I’m a big fan of this time of year, media-wise. My non-internet media consumption is pretty much limited to NPR, the Economist, and Dirty Jobs marathons on Discovery (watched while folding the laundry). This time of year NPR starts running stories you KNOW they recorded in October about breeding stocks of White Rhinos and the Economist totally throws in the towel, writes four page spreads on the history of Rice in Japan or the Ponzi Scheme that is the US (all actual examples) and takes a week off.
We’re all given this odometer moment, as the number ticks over, to think back and head. Given that most folks consider this the end of the decade, it’s a bigger odometer moment than usual.
So here I am, taking stock of the year past and the decade past.
The decade past is pretty much my adult life. I think about where I was 10 years ago. I was about to get married, just finishing college, and completely unclear about what I wanted to do when I grew up. Now, I’m happily married, two kids, decent career, and completely unclear about what I want to do when I grow up.
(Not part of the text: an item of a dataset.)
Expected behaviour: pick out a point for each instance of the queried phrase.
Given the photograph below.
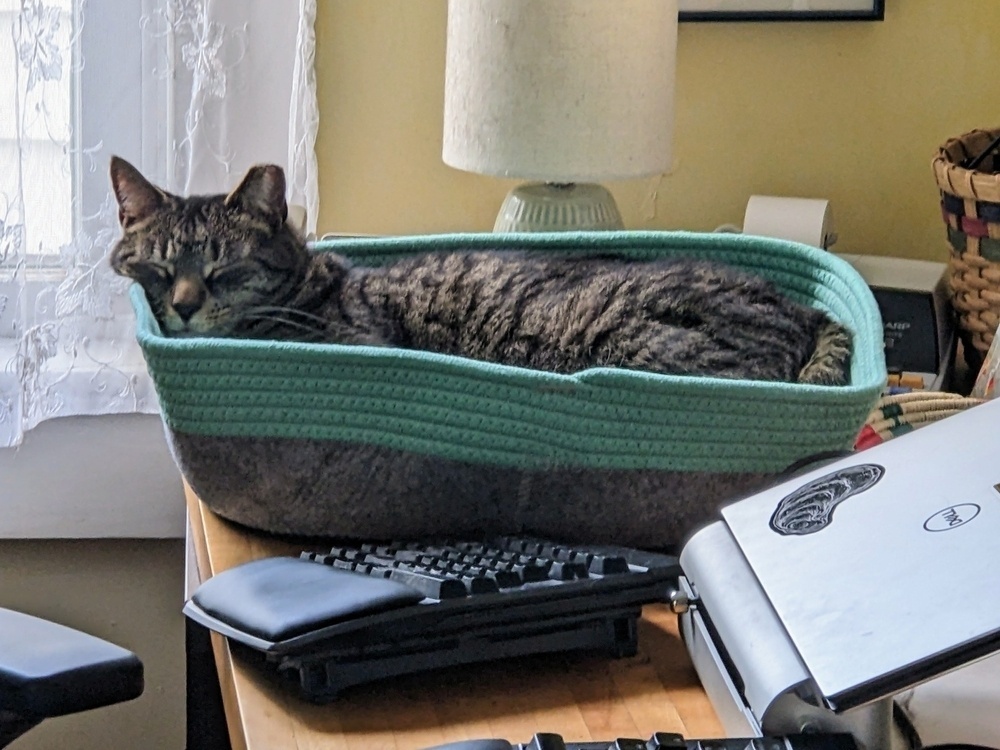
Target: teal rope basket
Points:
(474, 414)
In the last ten years I got married, stayed married, have gone through three jobs, and three new homes, bought a house, bought two cars, got pregnant four times and gave birth twice. Since 2003, I’ve documented every detail in painful minutia.
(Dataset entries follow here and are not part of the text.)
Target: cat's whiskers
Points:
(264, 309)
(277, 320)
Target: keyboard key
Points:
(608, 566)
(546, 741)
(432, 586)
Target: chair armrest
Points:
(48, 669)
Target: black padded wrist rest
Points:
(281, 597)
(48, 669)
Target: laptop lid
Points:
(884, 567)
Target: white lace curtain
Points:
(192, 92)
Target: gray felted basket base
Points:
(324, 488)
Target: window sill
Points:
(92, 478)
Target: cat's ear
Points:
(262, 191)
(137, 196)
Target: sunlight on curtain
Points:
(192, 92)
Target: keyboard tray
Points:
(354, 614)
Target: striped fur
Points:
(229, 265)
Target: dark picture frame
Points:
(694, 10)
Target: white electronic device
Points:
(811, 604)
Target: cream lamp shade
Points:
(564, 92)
In those 10 years I’ve made mistakes and grown oh-so-much, but I regret pretty much none of it. I’m not sure there’s a single thing I’d go back and make totally different.
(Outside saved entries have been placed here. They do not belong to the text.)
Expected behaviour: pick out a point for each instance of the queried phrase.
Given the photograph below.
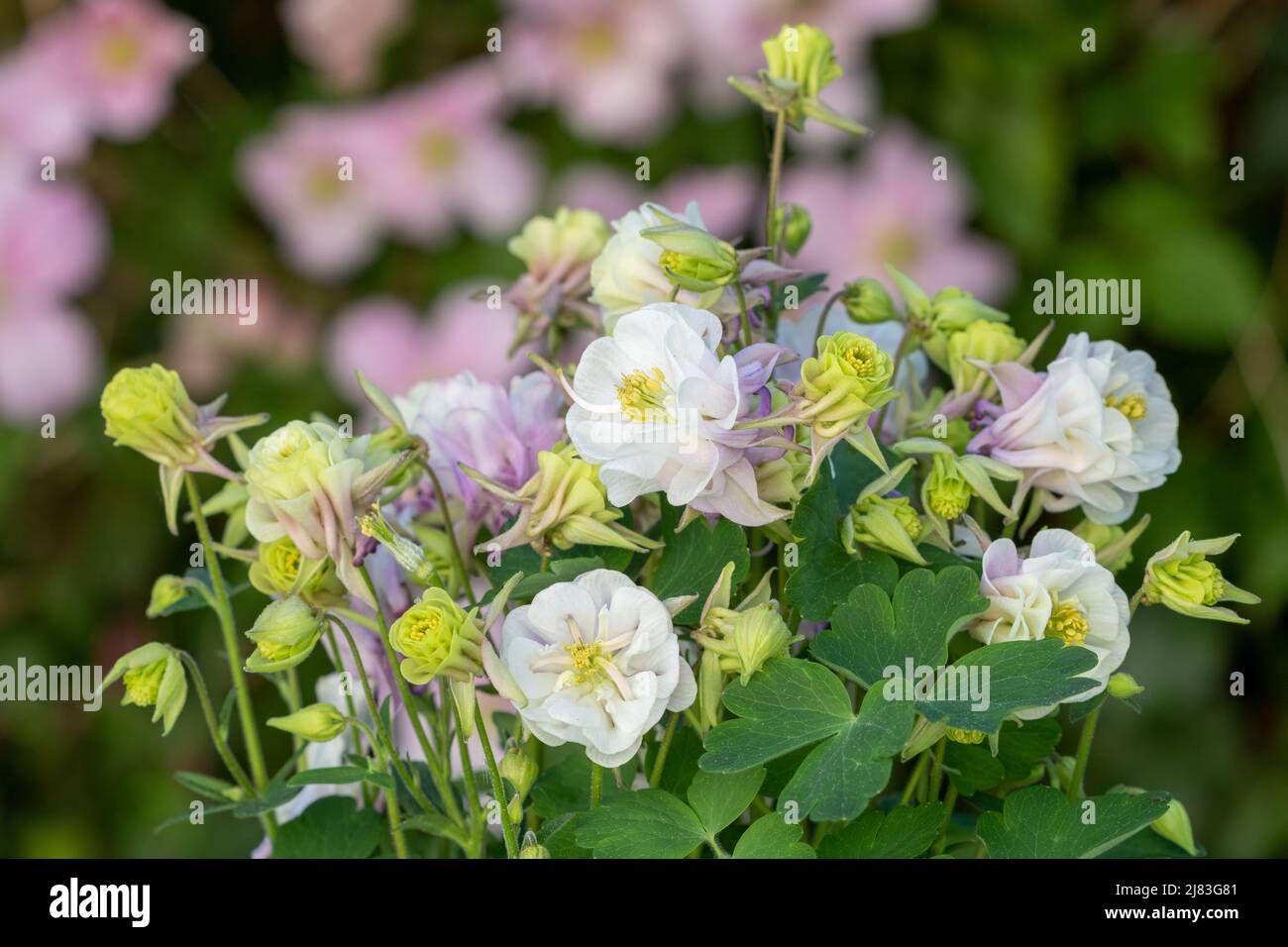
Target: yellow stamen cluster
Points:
(862, 357)
(639, 393)
(1132, 406)
(1068, 624)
Then there’s the looking ahead. Where will I be in 2020? I mean, we’re already impossibly into the future. Will I have my flying car yet? Or at least an electric/hybrid? But in many ways, the outlines of my hopes are much clearer than they were in 2010. I entirely anticipate still being gaga for my husband. My eldest son will be 14, and we will have some insight into what kind of man he is growing into. My Thane will be 11, still a child. My mortgage will still be several eternities away from being paid off, but my student loans will be done. Hopefully, I’ll have renovated the bathroom by then. Maybe I’ll have done that master suite that I daydream about. But where will I be professionally? What great surprises will life hold? What labors and joys will the coming decade bring? Will I still be documenting it all in painful detail (probably)?
And of course, there are the great left-turns life takes. You get a phone call asking if you’ve ever considered going to Mozambique. Or it turns out your child is an incredibly gifted, er, something (musician/athlete/web entreprenuer/face painter) that requires lots of practice (as long as it doesn’t involve ice rinks, I’m happy.). Or an opportunity comes that cannot be passed by. Or a tragedy visits. Or there’s an unanticipated additional child.
I work full time, am an engaged mom, get together with my friends as often as possible, and do a lot with my church. The result of this is that I feel as though I keep my eyes down, and focused on close objects. My thoughts and speech run with the details of daily living. I try as often as I can to raise my eyes and look to the horizons. It is that rising of perspective that make art, literature, music and philosophy so precious. Writing, for me, offers a chance to step back and examine my own life from the larger perspective. Whenever I do that, I feel much happier. The broad strokes of my life are so joyful, even when I might be tired, sleep-deprived, annoyed and snot-covered.